Crowder-specific modulation of hepatitis C virus NS3/4A protease activity and local structural dynamics

Macromolecular crowding modulates enzyme behavior in crowder- and protein-specific ways, yet its impact on viral proteases, which are often key therapeutic targets, remains unclear. Here, we investigated the hepatitis C virus NS3/4A protease under increasing concentrations of polyethylene glycols (PEGs), ficoll, dextran, and lysozyme using a fluorescence-based activity assay and intrinsic tryptophan fluorescence. PEGs reduced catalytic activity while leaving substrate binding largely unaffected or moderately enhanced.

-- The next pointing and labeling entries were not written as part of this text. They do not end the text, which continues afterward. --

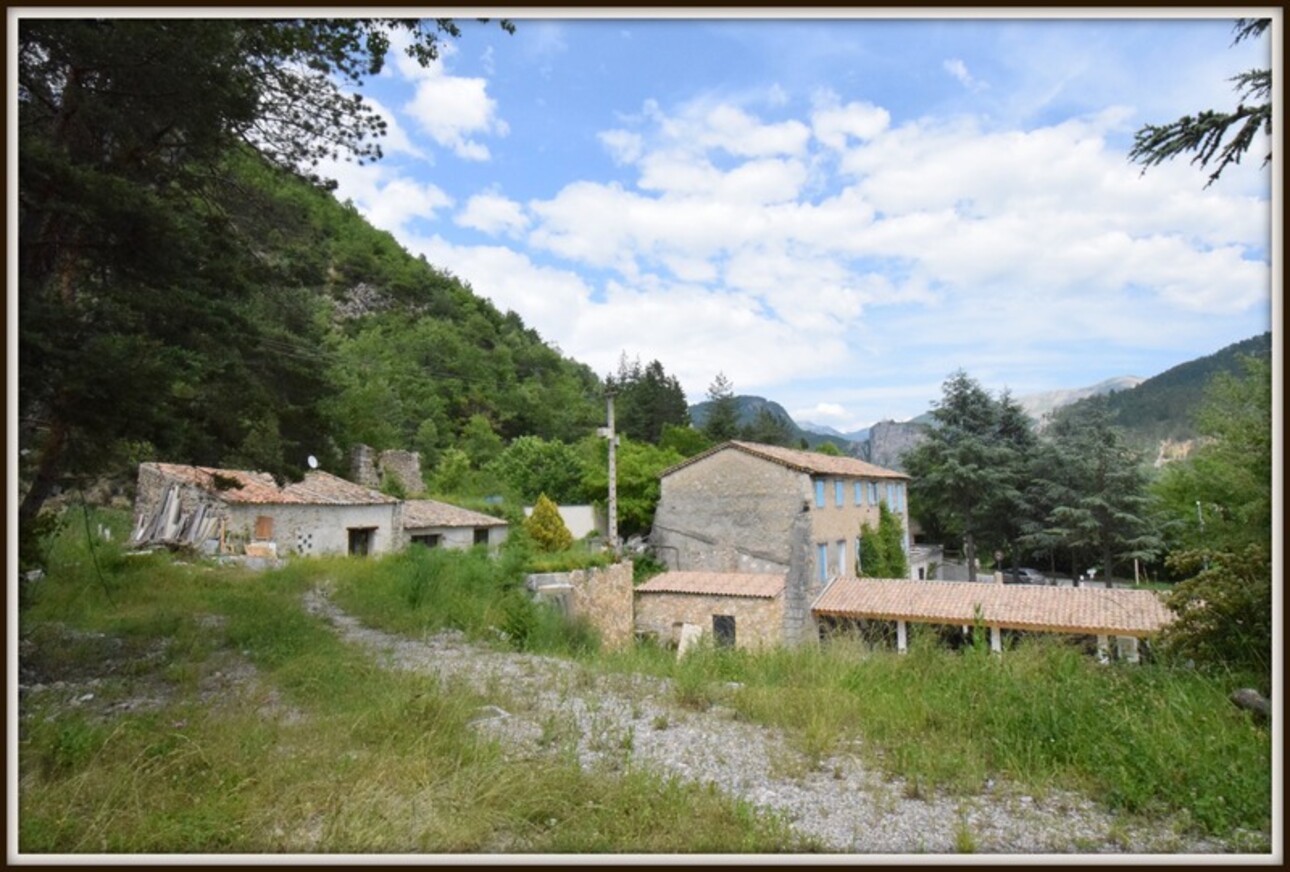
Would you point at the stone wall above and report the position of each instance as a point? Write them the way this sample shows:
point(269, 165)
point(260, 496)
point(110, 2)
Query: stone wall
point(759, 621)
point(403, 467)
point(600, 595)
point(732, 514)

These effects were accompanied by a moderate tryptophan fluorescence spectral narrowing, consistent with reduced heterogeneity in local conformational environments. In contrast, ficoll enhanced catalytic efficiency despite stronger fluorescence quenching, indicating local structural changes that favored catalysis. Dextran and lysozyme inhibited protease activity through distinct kinetic patterns, likely reflecting differences in their size, shape, and chemical properties. Thermal analysis revealed crowder-specific local structural changes in NS3/4A without global unfolding up to 65{degrees}C, with differences in local stability and flexibility corroborating the observed kinetic effects. These findings demonstrate that macromolecular crowding modulates NS3/4A catalysis through crowder-specific effects on local structure.